Summary
Although beekeeping is often classified as a branch of agriculture, beekeeping is a forest industry in regions which are not intensively cultivated and in forest areas, whether the beekeepers use primitive hives or modern commercial beekeeping techniques.
Some of the most valuable yielders of nectar and pollen are the forest trees, and the various shrubs and herbs of the forest and uncultivated areas. Thus the forests are of great importance as sources of food for bees, and through the industry of the bees, for mankind.
Most of the modern beekeeping equipment is made of timber, and the modern beekeeper is dependent upon the forests for his supplies, through the agency of the sawmiller and the bee appliance manufacturer. The primitive hive beekeeper obtains all his materials direct from the forest, and it costs him nothing but the labour of collecting the materials and converting them into hives. In the miombo woodland the trees killed by the beekeepers when collecting bark for hive making are large Julbernardia and Brachystegia. In view of the fact that the sawmillers in most of the miombo take mainly Pterocarpus the beekeepers may, in fact, be practising a useful form of silviculture by removing competitive trees of low timber value. The older trees which he kills may in any case have a lower nectar yield than the smaller ones he leaves.
Beekeeping can be combined with forestry or agriculture without requiring valuable land for its use. The nectar and pollen are produced by the trees, shrubs and herbs in any case, and the bees are used to collect these products from the flowers and convert them into honey and beeswax. Further, by pollination, the bees ensure the maximum production of fruit and seed, and materially increase the production of agricultural crops as well as the production of seed for the regeneration of the forest and the reclamation of eroded land. Thus beekeeping can play a valuable part in the multiple use of land.

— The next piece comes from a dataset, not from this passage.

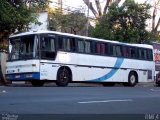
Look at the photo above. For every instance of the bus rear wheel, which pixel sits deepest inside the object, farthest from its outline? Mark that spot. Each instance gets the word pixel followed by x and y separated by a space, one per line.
pixel 132 79
pixel 63 77
pixel 37 83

The forests can be the source of greatly increased production of honey and beeswax if modern migratory beekeeping is practised. It is important that the forester should be familiar with the problems and needs of the modern apiarist whenever he appears, and should know the factors which have to be considered in selecting apiary sites, namely what is reasonable in the stocking of apiaries with hives, the distance the apiaries should be apart to prevent overstocking and restrict the spread of disease, and the techniques of apiary registration and the licensing of beekeepers in forest reserves. Finally, it is important for the forester to realize, in his concern to protect the forest from fire, that he has a valuable ally in the beekeeper.